If the Customer has subscribed to any service to receive commercial and promotional information about the products of Garrafeira Grande Escolha and its partners, they may withdraw their consent at any time through the same means already mentioned above.

In cases where Garrafeira Grande Escolha bases the processing of the Customer's personal data on legitimate interest, the Customer may also object to this processing, and should do so by contacting the aforementioned email address.

Garrafeira Grande Escolha aims to achieve high standards and, therefore, its policies and procedures are constantly under review. Garrafeira Grande Escolha may change this privacy policy whenever it deems appropriate and necessary. Therefore, periodic checking of this page is recommended to read and review the most recent version.

If you are dissatisfied with our use of your personal data or with our response after exercising any of the rights provided for in this Policy or in the General Data Protection Regulation, you have the right to lodge a complaint with the responsible supervisory authority.

If you have any questions related to our use of your personal data or wish to exercise any of the rights mentioned in this Policy, you can contact us via the email address garrafeiragescolha@gmail.com.

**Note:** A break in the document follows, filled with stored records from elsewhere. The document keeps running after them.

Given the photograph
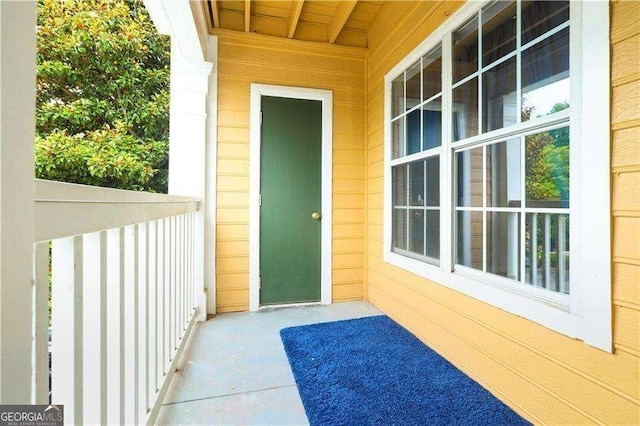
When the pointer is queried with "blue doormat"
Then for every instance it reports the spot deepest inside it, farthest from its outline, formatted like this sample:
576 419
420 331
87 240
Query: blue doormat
373 371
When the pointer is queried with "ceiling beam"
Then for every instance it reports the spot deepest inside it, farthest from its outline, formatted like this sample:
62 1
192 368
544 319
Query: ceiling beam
216 13
247 16
294 17
340 18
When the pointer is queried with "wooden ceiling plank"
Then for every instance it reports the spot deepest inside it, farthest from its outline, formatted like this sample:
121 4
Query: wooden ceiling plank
294 17
340 18
247 16
216 13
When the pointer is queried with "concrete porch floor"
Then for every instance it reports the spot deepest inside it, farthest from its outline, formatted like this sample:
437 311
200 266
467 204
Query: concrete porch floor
235 371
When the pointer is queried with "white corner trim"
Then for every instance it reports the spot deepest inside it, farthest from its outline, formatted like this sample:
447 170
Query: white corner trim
211 176
326 97
595 256
175 18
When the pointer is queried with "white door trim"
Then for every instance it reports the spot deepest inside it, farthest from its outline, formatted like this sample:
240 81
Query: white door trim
326 96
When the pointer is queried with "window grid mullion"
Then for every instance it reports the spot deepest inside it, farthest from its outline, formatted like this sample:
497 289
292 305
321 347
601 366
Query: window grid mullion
523 212
420 104
518 62
424 210
407 215
447 213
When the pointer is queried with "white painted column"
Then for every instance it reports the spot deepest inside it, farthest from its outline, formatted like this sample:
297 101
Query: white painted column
188 149
17 126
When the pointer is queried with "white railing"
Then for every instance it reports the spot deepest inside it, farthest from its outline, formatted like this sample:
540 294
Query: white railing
121 267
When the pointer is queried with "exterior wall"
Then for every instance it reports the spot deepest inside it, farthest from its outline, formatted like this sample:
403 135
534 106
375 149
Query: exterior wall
544 376
245 59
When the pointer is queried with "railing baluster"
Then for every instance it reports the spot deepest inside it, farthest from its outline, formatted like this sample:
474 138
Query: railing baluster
183 272
131 332
67 326
152 317
142 317
122 295
167 324
160 306
178 282
115 326
94 283
547 250
561 249
534 249
40 377
190 263
172 289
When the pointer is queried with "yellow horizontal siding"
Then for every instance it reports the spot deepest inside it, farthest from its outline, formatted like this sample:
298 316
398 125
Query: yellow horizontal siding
246 59
546 377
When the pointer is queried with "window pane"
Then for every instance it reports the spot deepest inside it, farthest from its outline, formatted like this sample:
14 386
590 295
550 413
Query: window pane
469 239
432 74
399 232
416 184
547 251
503 244
413 132
538 17
413 86
397 96
416 231
547 169
432 229
503 174
432 124
499 108
465 50
465 110
469 178
432 189
545 76
399 184
498 31
398 138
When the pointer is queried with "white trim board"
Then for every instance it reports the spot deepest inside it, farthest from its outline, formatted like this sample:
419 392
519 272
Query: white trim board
326 97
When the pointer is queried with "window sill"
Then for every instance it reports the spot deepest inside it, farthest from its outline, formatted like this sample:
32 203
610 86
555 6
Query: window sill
530 303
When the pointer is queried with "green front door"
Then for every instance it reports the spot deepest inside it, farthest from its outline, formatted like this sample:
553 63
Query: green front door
290 188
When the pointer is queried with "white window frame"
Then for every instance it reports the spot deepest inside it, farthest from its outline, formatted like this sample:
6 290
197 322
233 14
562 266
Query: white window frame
585 313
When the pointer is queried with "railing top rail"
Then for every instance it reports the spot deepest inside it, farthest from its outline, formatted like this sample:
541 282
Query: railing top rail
64 209
52 191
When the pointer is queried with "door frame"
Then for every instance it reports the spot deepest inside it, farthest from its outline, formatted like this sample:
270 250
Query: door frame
326 97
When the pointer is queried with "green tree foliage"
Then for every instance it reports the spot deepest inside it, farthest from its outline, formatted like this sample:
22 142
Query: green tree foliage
547 162
102 111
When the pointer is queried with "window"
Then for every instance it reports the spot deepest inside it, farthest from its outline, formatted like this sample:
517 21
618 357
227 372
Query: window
486 138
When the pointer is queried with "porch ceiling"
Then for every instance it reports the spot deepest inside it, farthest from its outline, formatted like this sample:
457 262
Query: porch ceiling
344 23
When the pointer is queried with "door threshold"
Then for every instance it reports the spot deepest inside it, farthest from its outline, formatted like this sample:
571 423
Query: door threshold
289 305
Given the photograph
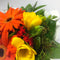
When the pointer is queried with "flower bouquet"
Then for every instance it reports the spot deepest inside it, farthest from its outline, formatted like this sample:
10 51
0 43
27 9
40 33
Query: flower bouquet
27 34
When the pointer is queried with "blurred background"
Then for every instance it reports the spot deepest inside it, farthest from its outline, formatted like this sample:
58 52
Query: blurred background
51 5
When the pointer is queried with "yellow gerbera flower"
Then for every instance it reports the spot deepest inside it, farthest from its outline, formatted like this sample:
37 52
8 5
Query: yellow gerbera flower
31 19
24 52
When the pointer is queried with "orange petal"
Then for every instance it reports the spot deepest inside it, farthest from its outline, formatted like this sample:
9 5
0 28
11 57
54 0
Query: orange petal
2 15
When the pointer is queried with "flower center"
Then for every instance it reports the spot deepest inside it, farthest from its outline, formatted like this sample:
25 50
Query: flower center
1 52
9 19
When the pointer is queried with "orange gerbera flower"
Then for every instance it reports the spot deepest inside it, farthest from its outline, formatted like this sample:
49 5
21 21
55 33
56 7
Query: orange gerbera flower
12 18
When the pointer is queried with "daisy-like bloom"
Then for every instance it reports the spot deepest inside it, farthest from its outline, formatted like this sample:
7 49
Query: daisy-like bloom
22 34
2 52
24 52
12 18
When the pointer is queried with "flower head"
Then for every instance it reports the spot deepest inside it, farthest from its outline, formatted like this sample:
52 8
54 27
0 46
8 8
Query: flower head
8 21
24 52
31 19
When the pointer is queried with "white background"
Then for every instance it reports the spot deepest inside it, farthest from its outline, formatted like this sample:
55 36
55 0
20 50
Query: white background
51 5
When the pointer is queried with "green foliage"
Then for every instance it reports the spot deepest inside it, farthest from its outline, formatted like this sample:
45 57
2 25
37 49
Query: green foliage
50 27
30 8
35 31
8 6
42 56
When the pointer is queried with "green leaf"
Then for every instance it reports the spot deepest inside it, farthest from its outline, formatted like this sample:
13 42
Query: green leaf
23 8
39 7
37 43
8 6
29 8
53 17
40 12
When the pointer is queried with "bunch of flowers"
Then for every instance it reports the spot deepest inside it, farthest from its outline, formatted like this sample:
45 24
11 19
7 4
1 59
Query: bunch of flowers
27 34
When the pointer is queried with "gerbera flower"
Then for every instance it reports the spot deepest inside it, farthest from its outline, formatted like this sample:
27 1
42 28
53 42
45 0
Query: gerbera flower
12 18
22 34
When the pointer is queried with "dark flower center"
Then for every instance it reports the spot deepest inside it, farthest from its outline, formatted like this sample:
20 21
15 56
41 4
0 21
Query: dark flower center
1 52
9 19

GDPR: General Data Protection Regulation

Personal Data: Any information, of any nature and regardless of its medium, including sound and image, relating to an identified or identifiable natural person ("data subject"); a person is considered identifiable if they can be identified directly or indirectly, in particular by reference to an identifier such as a name, an identification number or to one or more factors specific to their physical, physiological, mental, economic, cultural or social identity.

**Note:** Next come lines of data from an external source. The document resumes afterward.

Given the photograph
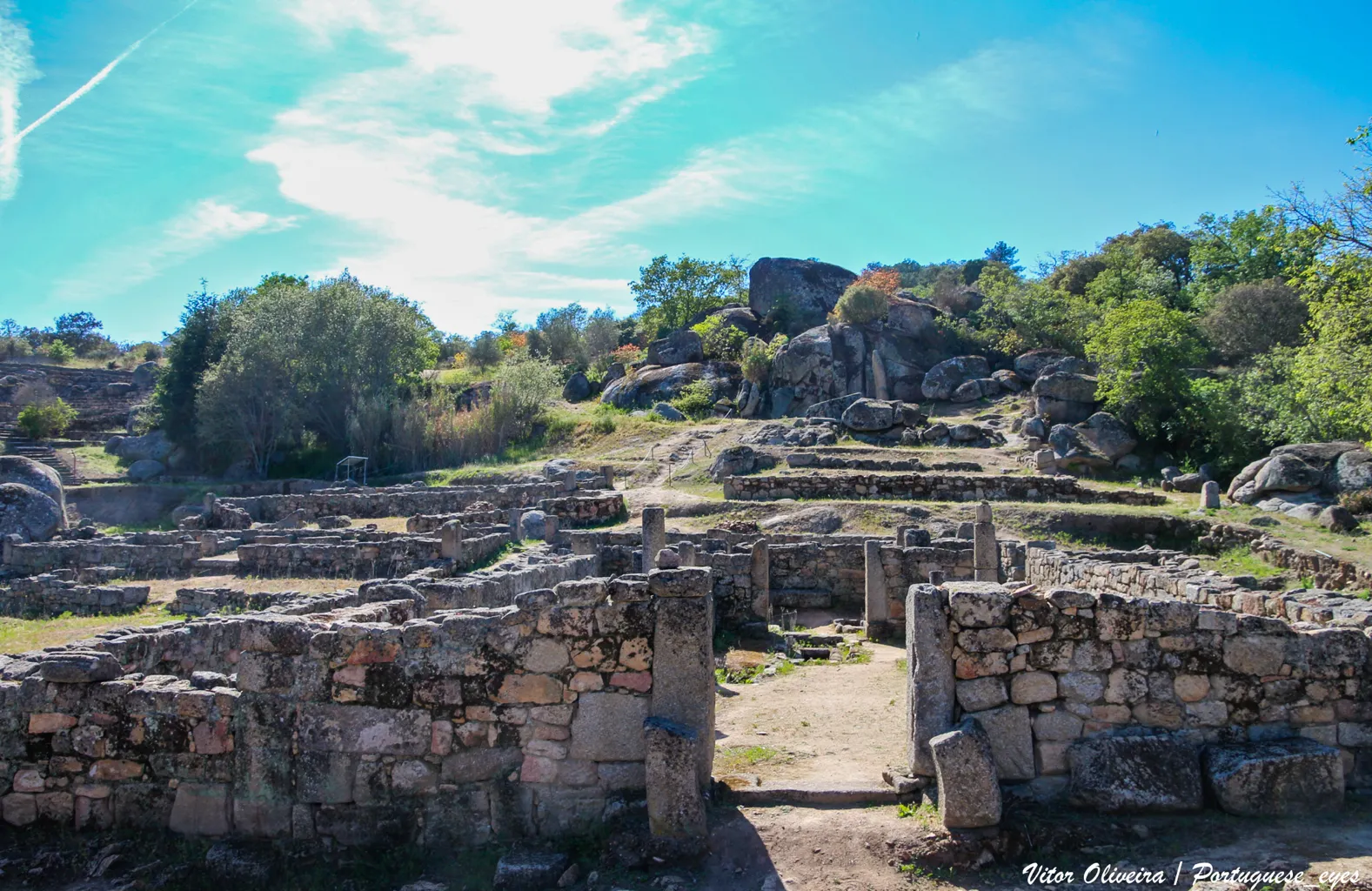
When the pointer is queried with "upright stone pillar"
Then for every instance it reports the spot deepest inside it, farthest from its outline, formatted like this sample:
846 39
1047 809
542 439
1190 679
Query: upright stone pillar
655 536
986 555
452 536
762 581
929 660
879 606
675 806
684 656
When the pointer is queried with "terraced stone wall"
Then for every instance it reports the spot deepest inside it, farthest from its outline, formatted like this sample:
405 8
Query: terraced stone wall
1047 667
930 487
451 731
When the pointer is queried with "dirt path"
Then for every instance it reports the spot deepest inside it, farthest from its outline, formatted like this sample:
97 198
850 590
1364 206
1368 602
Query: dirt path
836 724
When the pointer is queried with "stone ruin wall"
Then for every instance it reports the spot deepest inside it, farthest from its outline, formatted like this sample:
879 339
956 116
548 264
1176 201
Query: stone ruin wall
1041 672
368 725
52 594
929 487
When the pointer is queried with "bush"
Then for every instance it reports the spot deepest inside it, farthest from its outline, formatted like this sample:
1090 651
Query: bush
696 399
862 304
1248 318
59 352
720 339
43 420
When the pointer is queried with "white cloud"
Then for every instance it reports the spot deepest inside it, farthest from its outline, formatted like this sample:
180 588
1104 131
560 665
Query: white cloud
16 70
133 261
418 154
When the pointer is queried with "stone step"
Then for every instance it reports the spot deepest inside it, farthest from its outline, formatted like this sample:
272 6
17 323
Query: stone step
820 794
800 599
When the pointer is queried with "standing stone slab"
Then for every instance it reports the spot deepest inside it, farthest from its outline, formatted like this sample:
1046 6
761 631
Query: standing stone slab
1276 779
684 655
1134 774
929 660
879 608
969 793
675 806
655 534
986 556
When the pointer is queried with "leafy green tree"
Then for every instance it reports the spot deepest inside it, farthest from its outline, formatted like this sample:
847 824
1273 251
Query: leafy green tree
1146 352
671 296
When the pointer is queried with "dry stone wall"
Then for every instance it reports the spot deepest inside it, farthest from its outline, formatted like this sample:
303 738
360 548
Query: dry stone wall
1043 669
451 731
929 486
51 594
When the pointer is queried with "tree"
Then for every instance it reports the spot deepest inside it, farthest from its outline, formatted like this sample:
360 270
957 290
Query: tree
671 296
80 332
1248 318
1001 253
486 351
1146 352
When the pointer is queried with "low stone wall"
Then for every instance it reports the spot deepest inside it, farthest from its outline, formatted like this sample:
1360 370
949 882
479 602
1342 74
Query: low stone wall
397 501
929 487
454 731
50 594
206 600
1181 579
1041 670
499 588
133 560
593 510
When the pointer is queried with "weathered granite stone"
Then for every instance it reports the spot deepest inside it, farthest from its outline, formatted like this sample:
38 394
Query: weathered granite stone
1134 774
969 793
1275 779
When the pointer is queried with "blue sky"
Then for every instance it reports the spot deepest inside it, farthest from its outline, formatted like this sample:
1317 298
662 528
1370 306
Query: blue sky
480 157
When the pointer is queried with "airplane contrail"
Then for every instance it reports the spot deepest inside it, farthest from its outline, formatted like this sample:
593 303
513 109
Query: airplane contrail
95 81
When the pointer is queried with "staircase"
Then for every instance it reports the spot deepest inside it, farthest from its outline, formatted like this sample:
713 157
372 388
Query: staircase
16 442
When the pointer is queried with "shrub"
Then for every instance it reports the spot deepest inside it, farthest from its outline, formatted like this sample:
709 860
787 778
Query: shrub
1253 318
720 339
59 352
862 304
696 399
43 420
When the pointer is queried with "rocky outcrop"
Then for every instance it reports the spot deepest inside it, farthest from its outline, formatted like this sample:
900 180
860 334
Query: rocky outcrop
651 385
806 287
28 512
16 468
944 378
1063 397
677 349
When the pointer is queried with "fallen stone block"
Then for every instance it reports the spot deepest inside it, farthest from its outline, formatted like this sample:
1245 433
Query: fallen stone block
1134 774
1275 779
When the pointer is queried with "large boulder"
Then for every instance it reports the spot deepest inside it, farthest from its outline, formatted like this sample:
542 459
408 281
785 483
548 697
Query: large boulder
578 387
1031 364
1288 472
807 287
649 386
1275 779
870 415
739 318
677 349
1110 435
1134 774
943 379
16 468
28 512
152 446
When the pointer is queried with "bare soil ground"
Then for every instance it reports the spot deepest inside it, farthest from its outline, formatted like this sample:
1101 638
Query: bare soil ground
840 724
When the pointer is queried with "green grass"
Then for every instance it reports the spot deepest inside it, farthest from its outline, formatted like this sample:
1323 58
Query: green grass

Personal Data Processing (processing): Any operation or set of operations performed on personal data, whether or not by automated means, such as collection, recording, organization, storage, adaptation or alteration, retrieval, consultation, use, disclosure by transmission, dissemination or otherwise making available, alignment or combination, restriction, erasure or destruction.

Data controller: The natural or legal person, public authority, agency or other body which, alone or jointly with others, determines the purposes and means of processing personal data.

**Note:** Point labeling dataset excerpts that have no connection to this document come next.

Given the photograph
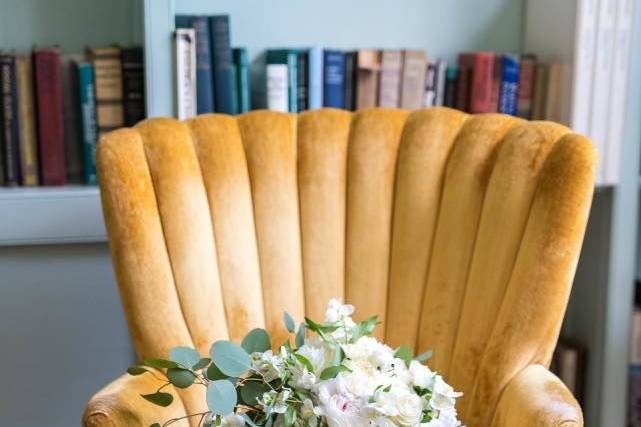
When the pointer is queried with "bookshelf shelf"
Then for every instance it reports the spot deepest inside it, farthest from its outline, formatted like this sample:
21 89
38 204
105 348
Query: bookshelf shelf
50 215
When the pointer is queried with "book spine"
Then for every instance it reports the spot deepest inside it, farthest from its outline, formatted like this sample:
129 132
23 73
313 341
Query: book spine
222 64
367 79
302 80
73 146
9 119
242 79
133 85
50 121
429 94
509 84
89 129
599 119
186 97
463 89
527 73
350 80
441 68
618 91
389 90
315 78
450 96
413 79
26 122
481 85
204 76
333 79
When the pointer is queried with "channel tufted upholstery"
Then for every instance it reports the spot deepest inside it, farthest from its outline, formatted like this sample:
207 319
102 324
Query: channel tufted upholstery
461 231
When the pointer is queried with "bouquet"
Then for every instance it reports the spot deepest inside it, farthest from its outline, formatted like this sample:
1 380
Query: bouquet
334 374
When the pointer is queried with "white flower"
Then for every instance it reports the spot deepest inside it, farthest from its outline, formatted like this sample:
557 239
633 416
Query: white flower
443 395
421 376
337 311
339 408
232 420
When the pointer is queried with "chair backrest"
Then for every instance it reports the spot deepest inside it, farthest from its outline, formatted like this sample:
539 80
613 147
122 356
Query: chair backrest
462 232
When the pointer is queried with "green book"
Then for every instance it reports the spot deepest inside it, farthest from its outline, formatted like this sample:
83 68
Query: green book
241 78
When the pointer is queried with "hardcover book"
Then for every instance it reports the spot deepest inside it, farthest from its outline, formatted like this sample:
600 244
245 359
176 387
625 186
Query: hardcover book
9 119
26 122
88 125
413 79
204 74
108 85
241 64
133 85
222 63
389 90
369 65
71 116
334 79
185 46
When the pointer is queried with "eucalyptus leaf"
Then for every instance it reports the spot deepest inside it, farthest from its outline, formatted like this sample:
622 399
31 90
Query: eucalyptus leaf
252 390
160 363
136 370
289 322
181 378
159 398
300 335
230 358
424 356
201 364
257 340
332 371
221 397
404 353
185 356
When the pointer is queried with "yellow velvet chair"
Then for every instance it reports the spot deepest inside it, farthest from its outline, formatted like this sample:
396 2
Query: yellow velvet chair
461 231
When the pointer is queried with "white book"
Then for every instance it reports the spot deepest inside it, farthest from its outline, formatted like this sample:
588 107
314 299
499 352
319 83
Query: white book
618 89
601 83
277 96
564 31
185 44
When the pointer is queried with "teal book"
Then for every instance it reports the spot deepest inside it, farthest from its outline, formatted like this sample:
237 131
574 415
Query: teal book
282 64
241 65
89 129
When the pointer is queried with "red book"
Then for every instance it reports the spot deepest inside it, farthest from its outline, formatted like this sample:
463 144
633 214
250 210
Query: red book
481 84
50 121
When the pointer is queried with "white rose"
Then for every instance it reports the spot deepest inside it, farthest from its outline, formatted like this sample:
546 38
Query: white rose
421 375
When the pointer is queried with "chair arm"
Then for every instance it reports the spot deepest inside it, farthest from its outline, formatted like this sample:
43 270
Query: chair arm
536 397
119 404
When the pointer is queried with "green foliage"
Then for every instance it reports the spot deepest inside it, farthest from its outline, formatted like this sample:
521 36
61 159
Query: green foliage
221 397
136 370
159 363
159 398
230 358
252 390
289 322
257 340
404 353
426 355
181 378
332 371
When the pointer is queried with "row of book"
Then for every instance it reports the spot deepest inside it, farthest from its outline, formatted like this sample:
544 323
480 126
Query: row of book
55 107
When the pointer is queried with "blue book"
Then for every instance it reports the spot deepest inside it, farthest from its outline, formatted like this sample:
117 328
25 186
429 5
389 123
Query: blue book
223 64
508 95
315 78
333 79
204 77
88 125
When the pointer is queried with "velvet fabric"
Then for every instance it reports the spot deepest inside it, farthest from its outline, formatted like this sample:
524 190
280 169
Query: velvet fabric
461 231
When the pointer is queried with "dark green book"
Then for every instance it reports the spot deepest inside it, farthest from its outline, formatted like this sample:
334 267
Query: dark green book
241 66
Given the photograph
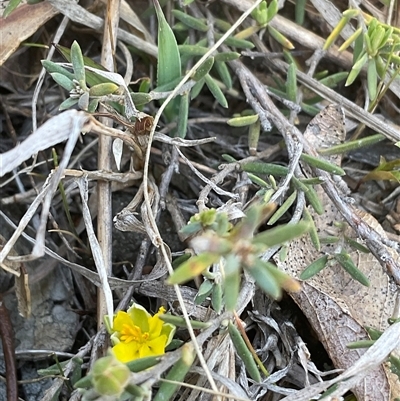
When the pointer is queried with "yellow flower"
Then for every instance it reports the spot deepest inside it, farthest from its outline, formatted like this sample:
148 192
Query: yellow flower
137 334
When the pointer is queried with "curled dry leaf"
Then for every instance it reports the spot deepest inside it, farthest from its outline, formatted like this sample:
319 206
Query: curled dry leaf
337 306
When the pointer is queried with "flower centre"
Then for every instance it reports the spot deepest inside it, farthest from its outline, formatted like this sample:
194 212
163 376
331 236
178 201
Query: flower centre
131 333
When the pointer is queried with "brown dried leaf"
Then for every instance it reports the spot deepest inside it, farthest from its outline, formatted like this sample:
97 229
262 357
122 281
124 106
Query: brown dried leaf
337 306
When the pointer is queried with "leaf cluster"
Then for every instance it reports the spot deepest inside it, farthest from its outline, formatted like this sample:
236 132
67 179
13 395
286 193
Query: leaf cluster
234 248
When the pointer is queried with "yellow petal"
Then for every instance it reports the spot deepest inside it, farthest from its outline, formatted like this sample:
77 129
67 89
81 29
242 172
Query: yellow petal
120 320
140 317
126 352
153 347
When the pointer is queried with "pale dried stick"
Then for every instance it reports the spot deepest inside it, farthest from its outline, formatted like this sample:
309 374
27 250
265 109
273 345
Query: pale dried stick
104 193
146 193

Subcontractor or sub-processor (data processor): The natural or legal person, public authority, agency or any other body that processes personal data on behalf of the data controller.

Third party: A natural or legal person, public authority, agency or any other body that, other than the data subject, controller, processor or another person under the direct authority of the controller or processor, is authorized to process the data.

Recipient: The natural or legal person, public authority, agency or any other body to whom personal data is disclosed, whether or not it is a third party.

Data Subject Consent: Any freely given, specific, informed and explicit indication of the data subject's wishes by which he or she, by a statement or by a clear affirmative action, signifies agreement to the processing of personal data relating to or to him or her.

Privacy by design: This means taking privacy risks into account throughout the entire design process of a new product or service, rather than considering privacy issues only afterwards. It involves carefully evaluating and implementing appropriate technical and organizational measures and procedures from the outset to ensure that processing complies with the GDPR and protects the rights of the data subjects concerned.

Privacy by default: This means ensuring that mechanisms are in place within an organization to guarantee that, by default, only the necessary amount of personal data is collected, used, and stored for each task. This obligation applies to the extent of its processing, the retention period, and its accessibility. These measures ensure that personal data is not made available to an indeterminate number of individuals without human intervention.

Restriction of Processing: Inserting a mark on personal data held with the aim of limiting its processing in the future.

Data minimization: This means that the personal data collected should be limited to what is necessary in relation to the purposes for which it is processed.